We want to write down a single rule which yields either of the expressions, dependent on whether X = 0 or X = 1
Give a rule which achieves this, name it and describe why it does
Pr(X =α |θ) = θ^α (1−θ)^1−α
where α ∈ {0,1} is the numeric value of the variable X.
This expression is known as a Bernoulli probability density. It reduces to either of the expressions if the individual is disease-positive or -negative, respectively:
Pr(X=0|θ) = θ^0 (1−θ)^1−0 =(1−θ) Pr(X=1|θ)= θ^1 (1−θ)^1−1 = θ.
How does the graph of this function depend on theta?
For a fixed value of θ, the sum (in the figure in notes, the vertical sum) of the two probabilities always equals 1, and so this expression is a valid discrete probability density. By contrast, when we hold the data X fixed and vary θ, the distribution is continuous, and the area under the curve is not 1 (bottom-right panel), meaning this expression is a likelihood.
Now imagine that instead of a solitary individual, we have a sample of N individuals, and want to develop a model that yields the probability of obtaining Z disease cases in this sample.

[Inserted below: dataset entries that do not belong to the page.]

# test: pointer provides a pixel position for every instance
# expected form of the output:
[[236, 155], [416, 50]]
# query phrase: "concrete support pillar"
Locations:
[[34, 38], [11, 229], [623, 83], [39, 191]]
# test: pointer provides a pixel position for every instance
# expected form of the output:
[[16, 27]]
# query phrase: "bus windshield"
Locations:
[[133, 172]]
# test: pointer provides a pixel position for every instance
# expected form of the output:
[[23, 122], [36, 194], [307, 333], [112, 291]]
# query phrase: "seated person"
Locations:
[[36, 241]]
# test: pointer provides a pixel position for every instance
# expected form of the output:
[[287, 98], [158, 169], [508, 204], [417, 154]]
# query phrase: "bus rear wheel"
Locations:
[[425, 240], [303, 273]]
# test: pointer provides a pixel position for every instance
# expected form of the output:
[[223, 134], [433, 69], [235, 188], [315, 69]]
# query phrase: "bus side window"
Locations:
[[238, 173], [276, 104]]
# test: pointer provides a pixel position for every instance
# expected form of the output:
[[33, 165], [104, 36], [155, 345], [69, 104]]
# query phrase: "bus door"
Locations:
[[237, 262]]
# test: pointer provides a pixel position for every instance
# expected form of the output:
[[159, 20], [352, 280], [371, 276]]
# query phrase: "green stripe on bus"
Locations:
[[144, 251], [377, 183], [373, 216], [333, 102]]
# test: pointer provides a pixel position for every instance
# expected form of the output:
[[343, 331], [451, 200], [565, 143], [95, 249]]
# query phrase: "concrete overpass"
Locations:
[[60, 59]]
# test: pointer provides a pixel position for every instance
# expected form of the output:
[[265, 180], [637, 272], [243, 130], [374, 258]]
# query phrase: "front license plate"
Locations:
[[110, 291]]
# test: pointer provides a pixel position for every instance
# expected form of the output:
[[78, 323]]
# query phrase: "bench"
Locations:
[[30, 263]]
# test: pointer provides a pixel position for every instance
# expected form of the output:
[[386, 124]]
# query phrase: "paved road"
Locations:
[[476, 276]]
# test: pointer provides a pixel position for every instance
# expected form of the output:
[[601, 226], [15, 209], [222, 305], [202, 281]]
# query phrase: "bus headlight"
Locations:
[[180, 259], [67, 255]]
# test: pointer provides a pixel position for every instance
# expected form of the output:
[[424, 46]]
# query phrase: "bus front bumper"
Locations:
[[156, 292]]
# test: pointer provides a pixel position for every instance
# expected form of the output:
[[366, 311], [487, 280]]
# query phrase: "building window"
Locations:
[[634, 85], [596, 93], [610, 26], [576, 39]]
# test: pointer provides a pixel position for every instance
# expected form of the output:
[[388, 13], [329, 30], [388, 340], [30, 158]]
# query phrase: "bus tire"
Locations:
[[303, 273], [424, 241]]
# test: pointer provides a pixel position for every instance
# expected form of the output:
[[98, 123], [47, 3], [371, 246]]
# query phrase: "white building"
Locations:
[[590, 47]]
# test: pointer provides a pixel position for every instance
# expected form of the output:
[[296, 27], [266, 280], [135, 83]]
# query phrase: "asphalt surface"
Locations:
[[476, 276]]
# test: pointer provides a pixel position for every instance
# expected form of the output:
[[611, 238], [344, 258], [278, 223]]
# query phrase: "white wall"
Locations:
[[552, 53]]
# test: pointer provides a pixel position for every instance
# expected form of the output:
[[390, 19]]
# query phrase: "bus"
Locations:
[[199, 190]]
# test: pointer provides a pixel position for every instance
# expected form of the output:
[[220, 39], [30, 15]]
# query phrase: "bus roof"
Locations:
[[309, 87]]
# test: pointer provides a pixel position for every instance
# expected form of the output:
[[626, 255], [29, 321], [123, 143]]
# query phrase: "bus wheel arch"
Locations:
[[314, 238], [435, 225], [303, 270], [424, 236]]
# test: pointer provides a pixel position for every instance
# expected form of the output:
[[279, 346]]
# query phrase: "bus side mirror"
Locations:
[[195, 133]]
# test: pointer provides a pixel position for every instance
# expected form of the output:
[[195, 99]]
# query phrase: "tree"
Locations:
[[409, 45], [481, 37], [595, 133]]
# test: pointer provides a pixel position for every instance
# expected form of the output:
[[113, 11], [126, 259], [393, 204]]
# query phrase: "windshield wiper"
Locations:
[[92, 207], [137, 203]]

What assumptions would we have to make in this case? (2) State these assumptions in statistical terms
We assume that one individual’s disease status does not influence the probability that another individual in the sample has the disease (not satisfied if contagious and in close proximity). This assumption is called statistical independence
We also assume that all individuals in our sample are from the same population.
Combining these two assumptions, we say in statistical language that our data sample is composed of independent and identically distributed observations, or alternatively we say that we have a random sample.